Under state law, a ruling from the Maine Human Rights Commission (MHRC) is required in order to file a discrimination lawsuit. In fall of last year, MHRC found “reasonable grounds to believe that Whole Foods discriminated against Mark Opio on the basis of race, color, ancestry, and/or national origin.” There were “no reasonable grounds to believe that Whole Foods and/or Amazon retaliated against Mark Opio for engaging in WPA- and/or MHRA-protected activity.”

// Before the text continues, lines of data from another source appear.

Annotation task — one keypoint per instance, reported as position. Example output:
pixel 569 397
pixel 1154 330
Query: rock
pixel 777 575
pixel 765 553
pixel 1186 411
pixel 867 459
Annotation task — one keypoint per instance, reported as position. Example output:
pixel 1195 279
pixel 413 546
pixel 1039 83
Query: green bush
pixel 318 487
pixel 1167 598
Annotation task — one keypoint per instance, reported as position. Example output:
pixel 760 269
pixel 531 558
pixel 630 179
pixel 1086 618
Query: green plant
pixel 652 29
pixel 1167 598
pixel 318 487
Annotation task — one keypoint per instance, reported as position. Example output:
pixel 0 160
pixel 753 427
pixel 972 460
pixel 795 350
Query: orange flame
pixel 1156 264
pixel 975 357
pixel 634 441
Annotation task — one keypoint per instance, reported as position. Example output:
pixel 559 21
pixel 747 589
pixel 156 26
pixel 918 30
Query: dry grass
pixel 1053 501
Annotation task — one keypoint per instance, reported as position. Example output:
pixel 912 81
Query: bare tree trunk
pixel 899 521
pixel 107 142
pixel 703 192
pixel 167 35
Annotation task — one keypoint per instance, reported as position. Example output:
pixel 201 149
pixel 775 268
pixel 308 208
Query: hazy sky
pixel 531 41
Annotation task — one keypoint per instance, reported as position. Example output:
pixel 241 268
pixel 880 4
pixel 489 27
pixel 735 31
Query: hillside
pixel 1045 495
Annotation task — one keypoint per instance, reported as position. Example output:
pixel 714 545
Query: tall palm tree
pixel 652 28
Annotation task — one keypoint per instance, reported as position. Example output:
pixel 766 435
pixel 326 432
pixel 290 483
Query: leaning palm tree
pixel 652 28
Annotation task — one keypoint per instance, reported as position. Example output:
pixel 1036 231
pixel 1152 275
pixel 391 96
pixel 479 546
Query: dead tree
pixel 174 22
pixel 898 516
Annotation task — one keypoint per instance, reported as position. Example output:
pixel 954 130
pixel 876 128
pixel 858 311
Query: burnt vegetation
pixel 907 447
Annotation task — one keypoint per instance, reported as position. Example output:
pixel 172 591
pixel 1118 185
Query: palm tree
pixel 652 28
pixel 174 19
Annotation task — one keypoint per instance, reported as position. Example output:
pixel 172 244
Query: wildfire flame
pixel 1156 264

Opio commented, “I felt like I had achieved the American Dream, and I believed that, in America, anyone had a chance to succeed if they were willing to work hard and be judged on the quality of their work. But when Whole Foods denied me the chance to even interview for a leadership position, it made me question all that. It makes me wonder if I will always be treated like a second-class citizen in America.”

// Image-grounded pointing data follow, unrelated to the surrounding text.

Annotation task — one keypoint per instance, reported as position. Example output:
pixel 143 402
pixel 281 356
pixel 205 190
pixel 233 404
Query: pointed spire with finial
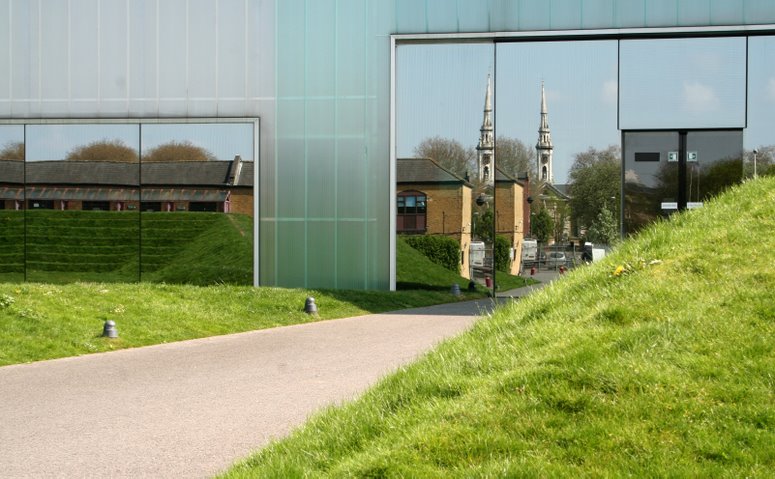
pixel 486 147
pixel 544 146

His attorney, Carol J. Garvan of the Portland firm of Johnson, Webbert & Garvan, added, “Opio worked in Whole Foods’ meat department for seven years until 2015, when he moved to Canada for a few years.” The complaint continues, “He left Whole Foods to seek employment where he would have a fair chance to move up in the company and earn recognition for his hard work and education. Mr. Opio would not have left Whole Foods if he had received the promotion.”
Opio, who became a U.S. citizen in 2007, has a bachelor’s degree in business administration and management from the University of Southern Maine. After he was notified that his interview was canceled, the company reportedly hired a white male with less than two years’ experience. Opio gave his two-week notice to the company on Sept. 26, 2019, according to the complaint. He is seeking back pay and damages, as well as the introduction of a requirement for managers to take civil rights training.
The company has faced similar litigation as of late. In February of this year, a federal trial judge dismissed most of a discrimination lawsuit filed by former employees at a Whole Foods Market in Cambridge. The lawsuit, which was originally filed in summer 2020, claimed the company “illegally barred employees from wearing protective masks that read “Black Lives Matter.” The plaintiffs said Whole Foods violated Title VII of the Civil Rights Act of 1964.
“At worst,” Boston federal court Judge Allison Burroughs wrote, “they were selectively enforcing a dress code to suppress certain speech in the workplace. However unappealing that might be, it is not conduct made unlawful by Title VII.”